The lobbying reform issue may become one of the most important issues of the year for Jewish lobbyists, say community activists.

“The entire Jewish community is mobilized,” said William Daroff, vice president for public policy of the United Jewish Communities, the umbrella of the North American federation movement. “There is unanimity of opinion on the value of these trips from a public policy position.”

Around Capitol Hill, the debate over foreign travel for lawmakers is being called the “AIPAC question,” sources said, noting the reference to the American Israel Public Affairs Committee, the pro-Israel lobby.

“Everybody says, ‘You probably won’t be happy with where the debate starts, but we pledge you’ll be happy with where the debate ends,'” said one Jewish official, who spoke on condition of anonymity. “Neither side wants to be seen as soft on ethics and neither wants to be out-flanked by the other.”

Some Democrats want to capitalize on the current attention to the issue, thinking that presenting a tough bill will help them in the midterm elections in November.

Republicans, meanwhile, are hoping quick reforms will neutralize the bad press they have received in the wake of the Jack Abramoff scandal.

Jewish groups are focusing on what they’re calling “smart reform,” which advocates for compromises that would allow non-profit groups to continue paying for educational travel to Israel and other important international locales.

A number of Jewish groups, including AIPAC, joined a wide range of non-governmental organizations in a letter this week opposing the travel ban, authored by the Institute on Religion and Public Policy.

“If NGOs are barred from funding educational travel by members and staff, such travel will be feasible only with taxpayer funds or at personal expense,” said the letter, sent to House Speaker Dennis Hastert (R-Ill.).

“If members must travel only at their own expense, the toll of the traveling cost will inevitably lead to minimal travel.”

Meanwhile, religious groups are seeking to be exempted from any new lobbying regulations.

The Lobbying Disclosure Act of 1995, which set the rules under which lawmakers currently operate, allows “churches” to participate in the political process without registering as official lobbies. A coalition of religious organizations led by Rabbi David Saperstein, director of the Religious Action Center for Reform Judaism, is pressuring lawmakers to continue that practice, sources said.

Saperstein declined to comment.

Crafting a strategy of opposition to the lobbying reforms has been complicated by the numerous plans in the works. Some propose a total ban on privately funded lawmaker travel, others would ban only travel paid for by lobbyists or that includes lobbyists on the trip, and still others would ban even separate educational travel programs like AIPAC’s.

Sen. Norm Coleman (R-Minn.), one of two Republican Jews in the Senate, asked about AIPAC travel in a hearing on lobbying reform before the Senate Homeland Security and Governmental Affairs Committee on Jan. 25.

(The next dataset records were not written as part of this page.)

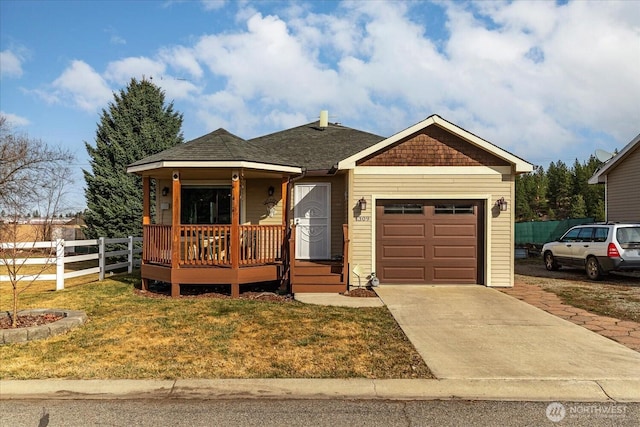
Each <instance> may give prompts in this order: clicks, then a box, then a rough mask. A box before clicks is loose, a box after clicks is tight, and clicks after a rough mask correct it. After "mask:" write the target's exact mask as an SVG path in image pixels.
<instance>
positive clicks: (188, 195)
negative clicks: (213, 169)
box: [180, 186, 231, 224]
mask: <svg viewBox="0 0 640 427" xmlns="http://www.w3.org/2000/svg"><path fill="white" fill-rule="evenodd" d="M181 197H182V208H181V212H180V222H181V223H182V224H231V187H191V186H185V187H182V194H181Z"/></svg>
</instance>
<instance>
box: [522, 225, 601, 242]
mask: <svg viewBox="0 0 640 427" xmlns="http://www.w3.org/2000/svg"><path fill="white" fill-rule="evenodd" d="M593 222H594V219H593V218H573V219H565V220H562V221H530V222H517V223H516V246H527V245H543V244H545V243H547V242H552V241H554V240H557V239H558V238H560V236H562V235H563V234H564V232H565V231H567V230H568V229H569V228H571V227H573V226H574V225H580V224H591V223H593Z"/></svg>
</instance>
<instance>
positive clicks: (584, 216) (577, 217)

“AIPAC does a service in having members go to Israel, when you get to meet with leaders,” Coleman said. “That would be prohibited if we take the approach that’s been articulated here. So I don’t think that helps us be better senators.”

“My sense is that groups like AIPAC can figure out a way to put a significant firewall around their educational programs,” said one congressional official, who asked not to be identified.